If reform of the DSF continues to be delayed, the price will not be paid by African countries alone
What matters next is not simply to keep debating whether U.S. debt is too high, but to push for reform of the rules themselves. The more reasonable path is not to abandon fiscal discipline, but to transform fiscal discipline from a one-sided discipline focused on liabilities into a discipline accountable to both assets and liabilities. At a minimum, this means doing three things: distinguishing between investment debt and consumption debt; distinguishing between liquidity problems and solvency problems; and incorporating public assets, infrastructure, and long-term productive capacity into fiscal sustainability assessments. Only then can debt analysis avoid automatically sliding into anti-investment bias.
If such reform continues to be delayed, the most immediate consequence will be this: many developing countries will still be forced, under debt pressure, to cut public investment, infrastructure construction, and spending geared toward long-term growth, thereby further weakening their own future repayment capacity. At that point, what is treated today as “debt discipline” may tomorrow become a “penalty on growth.” By contrast, if the asset side is genuinely brought into the rules, the international community’s understanding of fiscal sustainability will shift from the one-sided logic of debt reduction to a more complete balance-sheet logic. This is important not only for African countries, but for the United States as well: the shortage of electricity has already become widely recognized as a bottleneck for AI development, urgently requiring investment from both the public and private sectors.
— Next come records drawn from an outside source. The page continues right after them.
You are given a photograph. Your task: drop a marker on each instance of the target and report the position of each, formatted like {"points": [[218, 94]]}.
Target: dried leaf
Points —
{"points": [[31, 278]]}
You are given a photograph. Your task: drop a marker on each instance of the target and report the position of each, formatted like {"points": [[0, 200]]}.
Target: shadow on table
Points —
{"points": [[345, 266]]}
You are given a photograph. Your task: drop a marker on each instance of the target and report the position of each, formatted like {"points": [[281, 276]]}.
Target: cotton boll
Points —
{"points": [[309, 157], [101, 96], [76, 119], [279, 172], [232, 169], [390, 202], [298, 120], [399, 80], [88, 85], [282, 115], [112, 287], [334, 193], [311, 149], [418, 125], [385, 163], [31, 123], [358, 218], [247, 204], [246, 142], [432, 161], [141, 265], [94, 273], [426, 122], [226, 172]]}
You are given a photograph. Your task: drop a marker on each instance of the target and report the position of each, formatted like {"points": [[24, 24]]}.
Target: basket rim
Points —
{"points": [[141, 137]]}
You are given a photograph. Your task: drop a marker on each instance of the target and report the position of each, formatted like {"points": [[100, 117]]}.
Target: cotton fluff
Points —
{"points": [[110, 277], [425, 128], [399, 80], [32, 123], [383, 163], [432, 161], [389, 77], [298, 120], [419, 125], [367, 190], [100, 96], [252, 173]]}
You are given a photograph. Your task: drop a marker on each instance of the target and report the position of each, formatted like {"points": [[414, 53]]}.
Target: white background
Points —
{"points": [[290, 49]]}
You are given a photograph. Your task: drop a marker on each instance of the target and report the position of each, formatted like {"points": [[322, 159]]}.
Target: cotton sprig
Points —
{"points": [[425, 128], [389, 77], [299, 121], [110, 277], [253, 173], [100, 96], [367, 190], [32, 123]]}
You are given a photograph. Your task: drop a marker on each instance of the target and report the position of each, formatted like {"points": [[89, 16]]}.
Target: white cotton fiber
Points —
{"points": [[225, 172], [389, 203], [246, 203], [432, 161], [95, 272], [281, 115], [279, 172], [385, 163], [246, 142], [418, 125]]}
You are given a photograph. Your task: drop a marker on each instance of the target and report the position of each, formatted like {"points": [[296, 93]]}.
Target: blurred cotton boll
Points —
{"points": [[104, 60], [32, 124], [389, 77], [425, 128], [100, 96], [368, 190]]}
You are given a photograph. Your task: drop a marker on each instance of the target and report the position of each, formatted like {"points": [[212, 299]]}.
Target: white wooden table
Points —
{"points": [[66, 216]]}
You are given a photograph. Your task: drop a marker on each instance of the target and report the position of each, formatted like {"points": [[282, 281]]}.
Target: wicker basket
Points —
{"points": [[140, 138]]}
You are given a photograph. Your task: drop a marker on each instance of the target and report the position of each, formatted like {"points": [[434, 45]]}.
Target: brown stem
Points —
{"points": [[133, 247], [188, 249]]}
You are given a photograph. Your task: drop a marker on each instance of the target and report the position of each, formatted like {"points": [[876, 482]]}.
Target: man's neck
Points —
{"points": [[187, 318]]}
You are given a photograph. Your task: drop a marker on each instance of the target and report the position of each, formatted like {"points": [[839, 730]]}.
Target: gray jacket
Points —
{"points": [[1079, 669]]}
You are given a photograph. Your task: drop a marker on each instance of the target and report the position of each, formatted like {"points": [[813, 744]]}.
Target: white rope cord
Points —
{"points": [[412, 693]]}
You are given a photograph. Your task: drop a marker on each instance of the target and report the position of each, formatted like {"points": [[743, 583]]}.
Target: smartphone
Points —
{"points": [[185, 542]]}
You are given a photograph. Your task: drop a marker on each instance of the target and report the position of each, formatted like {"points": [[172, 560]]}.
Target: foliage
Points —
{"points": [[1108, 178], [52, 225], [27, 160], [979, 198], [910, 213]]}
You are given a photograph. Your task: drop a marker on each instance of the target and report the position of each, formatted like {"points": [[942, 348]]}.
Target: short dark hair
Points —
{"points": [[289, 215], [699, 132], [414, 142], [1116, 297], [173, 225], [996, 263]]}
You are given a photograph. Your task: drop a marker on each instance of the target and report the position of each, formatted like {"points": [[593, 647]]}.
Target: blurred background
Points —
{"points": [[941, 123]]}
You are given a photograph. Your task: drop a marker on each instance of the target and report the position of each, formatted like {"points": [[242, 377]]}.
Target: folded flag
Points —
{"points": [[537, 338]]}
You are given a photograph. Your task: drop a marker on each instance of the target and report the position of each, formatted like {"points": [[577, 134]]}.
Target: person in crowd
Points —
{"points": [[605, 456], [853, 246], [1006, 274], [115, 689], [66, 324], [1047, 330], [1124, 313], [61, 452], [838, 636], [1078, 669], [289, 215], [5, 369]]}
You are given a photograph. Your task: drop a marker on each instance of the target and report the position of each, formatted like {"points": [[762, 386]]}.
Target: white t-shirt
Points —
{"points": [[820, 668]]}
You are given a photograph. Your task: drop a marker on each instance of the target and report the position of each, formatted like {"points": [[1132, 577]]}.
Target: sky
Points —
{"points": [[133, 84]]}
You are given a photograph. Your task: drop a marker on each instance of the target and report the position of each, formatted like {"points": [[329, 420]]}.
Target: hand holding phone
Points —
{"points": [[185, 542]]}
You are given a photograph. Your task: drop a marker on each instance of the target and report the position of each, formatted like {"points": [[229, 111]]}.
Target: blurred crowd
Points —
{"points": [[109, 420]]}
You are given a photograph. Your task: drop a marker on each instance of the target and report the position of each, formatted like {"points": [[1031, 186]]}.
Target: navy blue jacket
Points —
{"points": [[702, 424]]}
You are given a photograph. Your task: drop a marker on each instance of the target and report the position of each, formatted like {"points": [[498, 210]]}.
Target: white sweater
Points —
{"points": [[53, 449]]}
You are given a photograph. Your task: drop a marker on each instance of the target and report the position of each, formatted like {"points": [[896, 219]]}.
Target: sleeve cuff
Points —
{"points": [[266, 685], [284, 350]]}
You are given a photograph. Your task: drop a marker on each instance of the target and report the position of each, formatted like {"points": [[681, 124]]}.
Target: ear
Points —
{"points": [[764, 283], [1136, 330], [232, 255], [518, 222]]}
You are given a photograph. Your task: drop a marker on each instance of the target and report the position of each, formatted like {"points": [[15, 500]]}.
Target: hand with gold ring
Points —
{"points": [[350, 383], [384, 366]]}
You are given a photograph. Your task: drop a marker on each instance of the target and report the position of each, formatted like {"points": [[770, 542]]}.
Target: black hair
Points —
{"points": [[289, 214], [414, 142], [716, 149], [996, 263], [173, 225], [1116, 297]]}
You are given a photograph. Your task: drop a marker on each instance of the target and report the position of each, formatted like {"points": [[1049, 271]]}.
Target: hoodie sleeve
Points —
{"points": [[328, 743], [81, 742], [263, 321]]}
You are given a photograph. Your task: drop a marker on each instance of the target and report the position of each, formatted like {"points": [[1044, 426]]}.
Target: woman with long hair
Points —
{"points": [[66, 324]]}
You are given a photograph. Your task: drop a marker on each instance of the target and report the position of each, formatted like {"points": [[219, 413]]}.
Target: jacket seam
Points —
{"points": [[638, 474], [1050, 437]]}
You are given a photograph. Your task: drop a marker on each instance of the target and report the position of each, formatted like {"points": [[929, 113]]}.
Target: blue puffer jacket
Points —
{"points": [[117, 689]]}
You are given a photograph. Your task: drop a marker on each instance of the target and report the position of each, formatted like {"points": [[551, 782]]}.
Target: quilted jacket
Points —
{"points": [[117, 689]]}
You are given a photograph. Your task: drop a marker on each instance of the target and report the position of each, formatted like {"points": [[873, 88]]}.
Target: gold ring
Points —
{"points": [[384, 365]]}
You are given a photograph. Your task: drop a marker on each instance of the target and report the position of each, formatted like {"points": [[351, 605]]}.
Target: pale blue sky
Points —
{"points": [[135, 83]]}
Conclusion: What truly needs to be broken is the mental cage of looking only at liabilities and not at assets
What makes this latest Treasury report an event worthy of serious attention is not only that it once again reminds the world that the pressure of U.S. fiscal unsustainability is intensifying. More importantly, it inadvertently reveals something even deeper: the United States understands itself through a balance sheet, while the IMF often understands others only through liability ratios.
This is one of the deepest blind spots in international debt governance today. Of course, a country’s fiscal sustainability must take debt and deficits into account. But it must never take debt and deficits alone into account. When governments face debt distress, they actually have two policy levers: one is fiscal adjustment, and the other is to build and revitalize public assets. The former is subtraction; the latter is addition. The former focuses on reducing the burden of the present; the latter focuses on expanding the repayment base of the future. The IMF’s biggest problem today is not that it cares about debt, but that it has become too accustomed to caring only about debt. Nor is the problem that it asks some countries to adjust their fiscal policies, but that it has not used the same full balance-sheet language to assess the United States, nor discussed the building of public assets with the same degree of seriousness. What truly needs to be broken is precisely this mental cage: the habit of looking at only one side of the balance sheet while ignoring the other.